Cajun Grilled Shrimp and Sausage Skewers
Simple to prepare and packed with flavor, Cajun grilled shrimp skewers are the perfect go to for your next campground meal or simple supper at home.
The layered flavors from the Cajun seasoning, char from the grill brightens the deep smoky Andouille sausage. I promise your campground will smell delicious while these skewers are cooking and your bellies will be full and happy with the warmth of the smoked paprika, cayenne, garlic and herbs.
This is a super fast meal you can have on your table from start to finish in under 45 minutes.
Grill up some onions and bell peppers, make the remoulade sauce so you can dip the tender and succulent grilled shrimp for the authentic Louisiana Cajun food experience.
With this particular recipe we cooked it using the CasusGrill… an amazing 100% biodegradable completely disposable grill. It is amazing!
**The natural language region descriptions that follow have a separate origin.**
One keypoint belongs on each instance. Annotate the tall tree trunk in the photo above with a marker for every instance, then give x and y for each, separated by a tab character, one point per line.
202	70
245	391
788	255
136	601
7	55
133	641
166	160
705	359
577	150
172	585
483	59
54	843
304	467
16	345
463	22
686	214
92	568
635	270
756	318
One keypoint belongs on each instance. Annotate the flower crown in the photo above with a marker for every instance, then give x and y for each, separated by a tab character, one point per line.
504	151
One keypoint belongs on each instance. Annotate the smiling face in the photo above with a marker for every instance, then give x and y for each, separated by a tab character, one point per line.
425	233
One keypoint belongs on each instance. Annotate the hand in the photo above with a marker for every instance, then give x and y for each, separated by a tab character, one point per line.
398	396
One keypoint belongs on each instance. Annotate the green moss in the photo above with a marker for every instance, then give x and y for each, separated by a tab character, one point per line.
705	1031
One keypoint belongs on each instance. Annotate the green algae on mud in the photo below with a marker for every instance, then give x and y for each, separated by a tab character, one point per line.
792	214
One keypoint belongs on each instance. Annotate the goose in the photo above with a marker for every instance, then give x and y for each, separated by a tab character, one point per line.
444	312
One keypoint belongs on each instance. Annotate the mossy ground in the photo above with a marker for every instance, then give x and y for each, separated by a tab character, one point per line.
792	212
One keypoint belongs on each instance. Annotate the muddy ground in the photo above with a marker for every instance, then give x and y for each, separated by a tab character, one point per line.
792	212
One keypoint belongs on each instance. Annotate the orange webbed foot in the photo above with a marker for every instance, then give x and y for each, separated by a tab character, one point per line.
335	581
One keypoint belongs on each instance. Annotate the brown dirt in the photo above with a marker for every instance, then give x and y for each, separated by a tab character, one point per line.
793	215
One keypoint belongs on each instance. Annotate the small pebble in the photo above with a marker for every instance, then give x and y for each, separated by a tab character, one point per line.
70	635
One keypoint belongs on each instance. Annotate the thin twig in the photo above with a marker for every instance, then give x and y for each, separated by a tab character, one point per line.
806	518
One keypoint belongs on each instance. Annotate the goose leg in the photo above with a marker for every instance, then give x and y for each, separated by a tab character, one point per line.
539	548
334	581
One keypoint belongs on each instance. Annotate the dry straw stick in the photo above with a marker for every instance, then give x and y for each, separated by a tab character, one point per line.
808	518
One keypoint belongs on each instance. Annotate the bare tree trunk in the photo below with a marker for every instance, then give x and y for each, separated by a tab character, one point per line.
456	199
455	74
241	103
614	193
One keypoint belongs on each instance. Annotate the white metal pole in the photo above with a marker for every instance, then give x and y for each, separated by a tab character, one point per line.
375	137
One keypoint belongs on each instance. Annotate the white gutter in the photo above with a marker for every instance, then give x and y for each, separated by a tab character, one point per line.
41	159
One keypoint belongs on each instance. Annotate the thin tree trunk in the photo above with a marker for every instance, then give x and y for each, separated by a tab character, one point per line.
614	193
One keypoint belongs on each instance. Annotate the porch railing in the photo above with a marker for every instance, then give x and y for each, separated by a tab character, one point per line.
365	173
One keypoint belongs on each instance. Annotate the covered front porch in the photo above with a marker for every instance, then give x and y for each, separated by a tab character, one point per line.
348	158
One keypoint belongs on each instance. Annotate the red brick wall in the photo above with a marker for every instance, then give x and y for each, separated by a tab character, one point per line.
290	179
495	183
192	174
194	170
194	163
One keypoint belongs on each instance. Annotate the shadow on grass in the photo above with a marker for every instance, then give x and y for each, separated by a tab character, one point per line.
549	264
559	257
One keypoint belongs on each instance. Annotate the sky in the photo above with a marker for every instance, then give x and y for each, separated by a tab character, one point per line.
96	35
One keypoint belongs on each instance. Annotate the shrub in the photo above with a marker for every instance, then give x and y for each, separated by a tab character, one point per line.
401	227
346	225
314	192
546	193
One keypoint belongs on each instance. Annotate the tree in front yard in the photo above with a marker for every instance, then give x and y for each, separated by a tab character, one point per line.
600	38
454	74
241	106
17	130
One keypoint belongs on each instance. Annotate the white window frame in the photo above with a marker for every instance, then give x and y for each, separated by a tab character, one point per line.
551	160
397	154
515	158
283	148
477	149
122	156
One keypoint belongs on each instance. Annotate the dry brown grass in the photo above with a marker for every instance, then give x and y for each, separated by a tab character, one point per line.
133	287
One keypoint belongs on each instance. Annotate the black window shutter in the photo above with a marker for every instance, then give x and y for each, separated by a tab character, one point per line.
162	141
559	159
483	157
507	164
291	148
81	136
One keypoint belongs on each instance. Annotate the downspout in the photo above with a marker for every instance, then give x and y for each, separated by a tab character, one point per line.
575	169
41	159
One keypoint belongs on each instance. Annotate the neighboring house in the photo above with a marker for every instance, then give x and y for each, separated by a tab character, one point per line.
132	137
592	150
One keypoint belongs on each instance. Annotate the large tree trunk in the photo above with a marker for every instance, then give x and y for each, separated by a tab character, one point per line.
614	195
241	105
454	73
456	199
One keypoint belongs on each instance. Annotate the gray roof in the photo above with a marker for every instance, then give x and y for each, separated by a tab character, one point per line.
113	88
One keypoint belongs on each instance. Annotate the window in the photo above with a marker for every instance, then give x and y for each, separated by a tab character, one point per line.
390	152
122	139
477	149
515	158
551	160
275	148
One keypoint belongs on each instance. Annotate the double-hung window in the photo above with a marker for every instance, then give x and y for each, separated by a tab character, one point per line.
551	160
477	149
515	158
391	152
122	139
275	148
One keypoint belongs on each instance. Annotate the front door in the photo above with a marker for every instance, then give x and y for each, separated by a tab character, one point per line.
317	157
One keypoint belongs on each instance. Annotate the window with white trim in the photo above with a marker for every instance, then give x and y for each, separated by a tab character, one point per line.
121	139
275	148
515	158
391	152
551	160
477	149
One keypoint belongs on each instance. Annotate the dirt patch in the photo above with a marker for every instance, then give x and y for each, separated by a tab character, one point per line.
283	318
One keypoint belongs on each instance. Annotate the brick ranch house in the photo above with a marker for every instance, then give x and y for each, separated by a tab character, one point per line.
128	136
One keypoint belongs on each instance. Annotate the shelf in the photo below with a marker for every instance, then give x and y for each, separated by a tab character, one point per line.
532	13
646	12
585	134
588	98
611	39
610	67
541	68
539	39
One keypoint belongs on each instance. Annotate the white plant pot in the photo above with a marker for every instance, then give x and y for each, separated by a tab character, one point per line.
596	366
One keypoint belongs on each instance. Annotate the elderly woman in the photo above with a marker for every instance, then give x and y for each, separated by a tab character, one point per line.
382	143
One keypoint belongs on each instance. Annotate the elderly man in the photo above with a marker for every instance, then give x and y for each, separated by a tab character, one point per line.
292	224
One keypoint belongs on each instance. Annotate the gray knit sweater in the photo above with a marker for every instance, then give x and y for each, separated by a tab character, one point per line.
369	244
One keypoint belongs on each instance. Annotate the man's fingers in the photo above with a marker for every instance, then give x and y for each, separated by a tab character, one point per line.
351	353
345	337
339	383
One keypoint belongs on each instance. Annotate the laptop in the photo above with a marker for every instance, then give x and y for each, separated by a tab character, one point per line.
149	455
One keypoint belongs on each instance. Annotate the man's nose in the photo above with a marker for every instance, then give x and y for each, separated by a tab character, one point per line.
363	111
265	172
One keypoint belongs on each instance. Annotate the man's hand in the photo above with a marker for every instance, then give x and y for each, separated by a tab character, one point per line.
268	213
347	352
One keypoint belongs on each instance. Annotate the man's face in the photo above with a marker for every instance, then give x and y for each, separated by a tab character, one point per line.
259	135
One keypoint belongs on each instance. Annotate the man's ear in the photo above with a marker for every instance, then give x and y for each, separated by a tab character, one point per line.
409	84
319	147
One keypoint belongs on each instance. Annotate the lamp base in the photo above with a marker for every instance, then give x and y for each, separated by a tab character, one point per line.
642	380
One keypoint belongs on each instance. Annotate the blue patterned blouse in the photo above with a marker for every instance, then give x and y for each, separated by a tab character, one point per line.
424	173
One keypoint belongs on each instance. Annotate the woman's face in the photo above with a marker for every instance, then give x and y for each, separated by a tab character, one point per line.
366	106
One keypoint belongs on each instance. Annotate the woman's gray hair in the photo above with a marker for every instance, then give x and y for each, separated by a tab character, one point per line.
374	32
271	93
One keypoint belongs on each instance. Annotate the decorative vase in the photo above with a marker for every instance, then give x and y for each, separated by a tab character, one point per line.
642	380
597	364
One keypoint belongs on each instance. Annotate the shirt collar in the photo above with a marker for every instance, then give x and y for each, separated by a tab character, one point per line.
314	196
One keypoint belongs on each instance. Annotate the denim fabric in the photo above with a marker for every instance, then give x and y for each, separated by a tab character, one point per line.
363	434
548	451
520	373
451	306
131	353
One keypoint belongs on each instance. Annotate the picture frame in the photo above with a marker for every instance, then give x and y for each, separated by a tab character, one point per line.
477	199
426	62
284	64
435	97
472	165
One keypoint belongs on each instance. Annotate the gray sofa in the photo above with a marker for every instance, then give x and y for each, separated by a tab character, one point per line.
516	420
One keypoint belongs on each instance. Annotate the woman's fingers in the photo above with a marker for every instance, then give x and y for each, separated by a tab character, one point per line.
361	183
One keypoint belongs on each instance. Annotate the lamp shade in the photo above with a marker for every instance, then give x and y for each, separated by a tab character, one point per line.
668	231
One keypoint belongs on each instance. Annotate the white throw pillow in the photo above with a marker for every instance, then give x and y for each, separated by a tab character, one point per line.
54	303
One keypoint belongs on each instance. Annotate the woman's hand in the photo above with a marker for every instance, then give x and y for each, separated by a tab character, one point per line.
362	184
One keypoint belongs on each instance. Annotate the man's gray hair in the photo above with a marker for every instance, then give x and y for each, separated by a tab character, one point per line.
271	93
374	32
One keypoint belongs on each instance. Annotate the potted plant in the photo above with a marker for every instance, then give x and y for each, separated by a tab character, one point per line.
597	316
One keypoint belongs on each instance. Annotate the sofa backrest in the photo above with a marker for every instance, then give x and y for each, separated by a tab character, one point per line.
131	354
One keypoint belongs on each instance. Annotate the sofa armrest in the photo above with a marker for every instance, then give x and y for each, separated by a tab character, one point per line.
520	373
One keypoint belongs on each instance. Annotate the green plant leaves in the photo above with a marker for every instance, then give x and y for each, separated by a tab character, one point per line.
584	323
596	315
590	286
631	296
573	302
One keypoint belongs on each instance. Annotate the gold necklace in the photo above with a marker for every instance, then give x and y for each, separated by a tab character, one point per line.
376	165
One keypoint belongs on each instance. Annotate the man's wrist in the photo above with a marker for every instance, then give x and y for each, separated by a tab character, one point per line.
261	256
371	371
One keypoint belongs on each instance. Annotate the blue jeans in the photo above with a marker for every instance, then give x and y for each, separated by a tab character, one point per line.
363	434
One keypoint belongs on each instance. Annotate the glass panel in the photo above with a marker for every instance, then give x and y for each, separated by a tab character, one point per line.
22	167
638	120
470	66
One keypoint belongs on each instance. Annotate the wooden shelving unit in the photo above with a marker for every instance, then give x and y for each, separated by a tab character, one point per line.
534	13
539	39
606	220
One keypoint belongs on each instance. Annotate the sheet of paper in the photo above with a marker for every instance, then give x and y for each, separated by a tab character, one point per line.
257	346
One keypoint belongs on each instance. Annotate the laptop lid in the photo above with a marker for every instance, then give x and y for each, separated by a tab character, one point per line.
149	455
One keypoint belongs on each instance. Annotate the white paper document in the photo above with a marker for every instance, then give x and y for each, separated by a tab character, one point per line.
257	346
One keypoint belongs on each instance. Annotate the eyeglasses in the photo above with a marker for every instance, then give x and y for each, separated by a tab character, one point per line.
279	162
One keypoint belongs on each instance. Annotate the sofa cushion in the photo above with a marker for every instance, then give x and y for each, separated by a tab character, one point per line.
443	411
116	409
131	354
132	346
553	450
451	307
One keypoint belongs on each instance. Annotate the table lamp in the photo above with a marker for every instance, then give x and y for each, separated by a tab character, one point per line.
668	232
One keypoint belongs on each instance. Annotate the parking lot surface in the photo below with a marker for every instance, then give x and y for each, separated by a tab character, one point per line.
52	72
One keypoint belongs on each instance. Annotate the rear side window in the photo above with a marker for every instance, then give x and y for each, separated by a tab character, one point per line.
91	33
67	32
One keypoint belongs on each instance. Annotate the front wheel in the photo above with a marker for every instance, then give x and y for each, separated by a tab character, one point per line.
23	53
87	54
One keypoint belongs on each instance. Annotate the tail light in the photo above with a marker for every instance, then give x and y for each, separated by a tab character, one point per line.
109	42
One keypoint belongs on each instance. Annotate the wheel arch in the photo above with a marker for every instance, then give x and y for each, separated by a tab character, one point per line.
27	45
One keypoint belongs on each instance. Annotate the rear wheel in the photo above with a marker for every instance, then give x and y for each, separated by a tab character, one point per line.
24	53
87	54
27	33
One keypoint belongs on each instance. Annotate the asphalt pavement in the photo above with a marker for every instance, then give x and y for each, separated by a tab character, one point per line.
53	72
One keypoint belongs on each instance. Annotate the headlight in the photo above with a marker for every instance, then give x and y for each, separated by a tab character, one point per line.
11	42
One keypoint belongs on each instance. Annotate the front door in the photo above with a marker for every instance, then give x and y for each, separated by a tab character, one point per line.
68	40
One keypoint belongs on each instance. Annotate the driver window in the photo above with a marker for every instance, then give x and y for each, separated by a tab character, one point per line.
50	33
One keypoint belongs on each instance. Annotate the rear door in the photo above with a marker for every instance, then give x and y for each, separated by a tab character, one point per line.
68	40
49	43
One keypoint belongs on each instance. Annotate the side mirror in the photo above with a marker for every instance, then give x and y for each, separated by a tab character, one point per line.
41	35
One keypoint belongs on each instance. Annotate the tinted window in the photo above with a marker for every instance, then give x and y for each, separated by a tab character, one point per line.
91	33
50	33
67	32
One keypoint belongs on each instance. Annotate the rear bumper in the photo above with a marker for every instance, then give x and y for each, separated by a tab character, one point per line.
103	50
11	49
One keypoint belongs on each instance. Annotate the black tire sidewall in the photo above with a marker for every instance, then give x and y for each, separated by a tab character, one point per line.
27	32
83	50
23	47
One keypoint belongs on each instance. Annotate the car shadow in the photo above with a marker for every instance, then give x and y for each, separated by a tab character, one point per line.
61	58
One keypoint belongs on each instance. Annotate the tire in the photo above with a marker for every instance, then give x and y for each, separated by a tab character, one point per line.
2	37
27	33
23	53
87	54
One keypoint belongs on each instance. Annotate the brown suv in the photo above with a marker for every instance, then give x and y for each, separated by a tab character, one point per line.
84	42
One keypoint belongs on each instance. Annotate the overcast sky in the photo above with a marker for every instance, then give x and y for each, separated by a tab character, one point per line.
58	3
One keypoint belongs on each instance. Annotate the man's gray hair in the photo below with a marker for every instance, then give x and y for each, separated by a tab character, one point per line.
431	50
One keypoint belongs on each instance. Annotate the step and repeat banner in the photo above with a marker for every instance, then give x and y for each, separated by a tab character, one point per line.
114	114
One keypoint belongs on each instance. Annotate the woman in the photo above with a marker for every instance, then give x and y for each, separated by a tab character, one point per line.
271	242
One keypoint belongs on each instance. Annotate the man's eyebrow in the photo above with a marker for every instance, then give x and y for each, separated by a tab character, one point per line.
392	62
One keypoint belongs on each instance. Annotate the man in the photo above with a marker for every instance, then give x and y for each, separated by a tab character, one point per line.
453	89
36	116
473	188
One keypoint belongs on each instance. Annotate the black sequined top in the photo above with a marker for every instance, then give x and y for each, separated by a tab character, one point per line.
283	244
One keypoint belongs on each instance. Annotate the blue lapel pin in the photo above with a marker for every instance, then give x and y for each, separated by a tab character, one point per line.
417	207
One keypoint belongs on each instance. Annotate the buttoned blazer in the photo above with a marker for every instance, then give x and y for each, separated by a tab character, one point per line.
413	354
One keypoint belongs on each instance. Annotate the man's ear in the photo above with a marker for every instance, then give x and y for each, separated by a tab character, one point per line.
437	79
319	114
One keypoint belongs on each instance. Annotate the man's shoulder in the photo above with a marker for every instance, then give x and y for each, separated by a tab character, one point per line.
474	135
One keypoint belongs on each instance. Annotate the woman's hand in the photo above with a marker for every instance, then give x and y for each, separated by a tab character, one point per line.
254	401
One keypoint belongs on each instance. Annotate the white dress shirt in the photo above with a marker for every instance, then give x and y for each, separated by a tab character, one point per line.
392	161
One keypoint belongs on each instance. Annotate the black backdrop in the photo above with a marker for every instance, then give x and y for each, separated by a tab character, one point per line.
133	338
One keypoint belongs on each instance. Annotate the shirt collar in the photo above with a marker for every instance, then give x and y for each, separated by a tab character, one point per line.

I promise your campground will smell delicious while these skewers are cooking away and your bellies will be full and happy with the fantastic warmth of the smoked paprika, cayenne, garlic and herbs.
5 based on 5 review(s)
- 16 ounce 41/50 Large size shrimp, peeled and deveined
- 8 Tablespoons unsalted butter
- 2 Tablespoons olive oil
- 1 lemon juiced
- 1 teaspoon lemon zest
- 2 Tablespoons Cajun seasoning , Recipe
- 1- 14oz Package Andouille sausage
- 1 Medium yellow onion
- 1 Green bell pepper
- Combine butter, olive oil, Cajun seasoning, lemon juice and zest in a small pot, bring mixture to a low simmer until the butter is melted. Remove half of the marinade and place in a small bowl and set aside. This will be your basting marinade.
- In a large bowl, combine the shrimp and cooled marinade; mix well and place in the refrigerator for 30-45 minutes.
- Soak wooden skewers in water for 30-45 minutes.
- Slice andouille sausage in ½ inch slices and set aside.
- Cut the bell pepper and onion into 1 ½ inch squares.
- Thread marinated shrimp and sausage onto the wooden skewers, set aside on a platter or sheet pan.
- Heat casus grill for 10 minutes. Add the vegetable skewers to the grill and cook for 5 minutes a side, basting with reserved marinade. After 10 minutes add the Cajun shrimp and sausage skewers to the hot grill in a single layer. Cook until shrimp are no longer opaque and sausage is cooked, about 3-4 minutes a side. Baste with reserved marinade when you turn the skewers over once during the cooking process.
- Serve with remoulade sauce , garnished with chives and lemon wedges.